「 」
東京の夜は綺麗だ、と思っていた。
建ち並ぶビルの明かり、そのひとつひとつに宿る生命の気配。夜を徹して生きる人間が灯火となって、世界を照らしている。
実際に自分がそのひとつになってみると、労力に見合わない対価に溜息を吐くばかりの毎日で、今夜も何時になったら帰途に着けるのかわからない。
それでも、わたしは自分で選んだこの街をそれなりに気に入っているし、この街で汗や涙を流しながら必死に生きている自分を嫌いじゃない。少なくとも、高校生だったあの頃よりは。
モラトリアムの蜜なんて吸う余裕もなく、単位の取得とアルバイトに追われる日々を経て、なんとか手に入れた「社会人」という立場。選挙権を手に入れて、納税の義務を負って、わたしは予想通りの「つまらない大人」になる、はずだった。
いや、普通に会社に勤めてはいるのだ。残業代のつかない残業や、同僚との諍いや、つまらない上司のつまらない冗談に埋もれそうになる日々。
そんな中、なんとなく手に取った音楽雑誌に妙な感銘を受けてしまったせいで、わたしは今夜も意味のない書類に目を通す合間を縫って、意味不明な文章を綴っている。
「音楽ライター、ねぇ」
自嘲したくもなるし、いっそ他人にも笑われたい。けれど残念なことに、旧くからのわたしの知人は目を輝かせるばかりだ。
今夜も中途半端な広さのオフィスでパソコンに向かい合う振りをするわたしは、スマホの検索画面に表示された最新の音楽に目を通すことに忙しい。イヤホンを繋げて、こっそりと片耳にメロディを運ぶ。

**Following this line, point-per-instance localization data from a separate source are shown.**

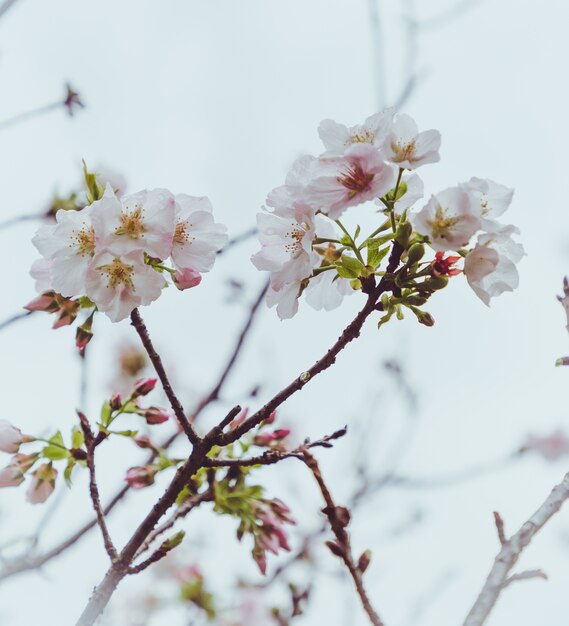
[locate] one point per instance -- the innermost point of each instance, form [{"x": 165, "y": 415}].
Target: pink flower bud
[
  {"x": 154, "y": 415},
  {"x": 42, "y": 484},
  {"x": 143, "y": 387},
  {"x": 10, "y": 437},
  {"x": 187, "y": 278},
  {"x": 140, "y": 476}
]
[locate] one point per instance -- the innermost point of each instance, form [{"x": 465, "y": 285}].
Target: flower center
[
  {"x": 84, "y": 239},
  {"x": 442, "y": 225},
  {"x": 118, "y": 273},
  {"x": 132, "y": 223},
  {"x": 355, "y": 180},
  {"x": 182, "y": 235},
  {"x": 404, "y": 151}
]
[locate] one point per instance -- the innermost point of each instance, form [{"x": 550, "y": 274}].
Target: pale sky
[{"x": 217, "y": 98}]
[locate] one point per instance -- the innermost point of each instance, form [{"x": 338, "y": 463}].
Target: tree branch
[{"x": 509, "y": 554}]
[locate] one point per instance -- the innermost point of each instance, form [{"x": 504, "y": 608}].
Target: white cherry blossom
[
  {"x": 337, "y": 138},
  {"x": 449, "y": 219},
  {"x": 490, "y": 267},
  {"x": 118, "y": 284},
  {"x": 407, "y": 147},
  {"x": 197, "y": 237},
  {"x": 494, "y": 200},
  {"x": 143, "y": 221},
  {"x": 340, "y": 182},
  {"x": 286, "y": 237}
]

仕事なんて夜を徹したところで終わらないし、叱責されることにはすっかり慣れてしまった。
高橋くんからは、今も時々メールが届く。あの死にゆく町に残ってどうするのかと思ったら、
「ライブハウスを造ったよ」
誰が来るの、と問うと、
「これから捜すんだよ」
といった感じで、とても楽しそうだった。
結局、あの夜を契機にわたし達はそれぞれのルートを見つけてしまったらしい。痛い痛いあの夜のお陰で、悔しいけれど、今がとても楽しいよ。
あ、あとひとり、変わってしまったひとがいる。あの夜が切っ掛けなのかはわからないけれど。
東京の街にはもちろん、スマホの電波は届いている。ラジオのアプリをタップすれば、一瞬で最新の音楽を耳に運ぶことができる。
高校生だったわたしは、なんとか生き延びて大人になった。
アプリをタップして、どの局に繋げても、メリーホルダーは聴こえない。
最近流行っているのは、トーンの低い嗄れた声の変な名前の男が唄う、優しいラブソングだ。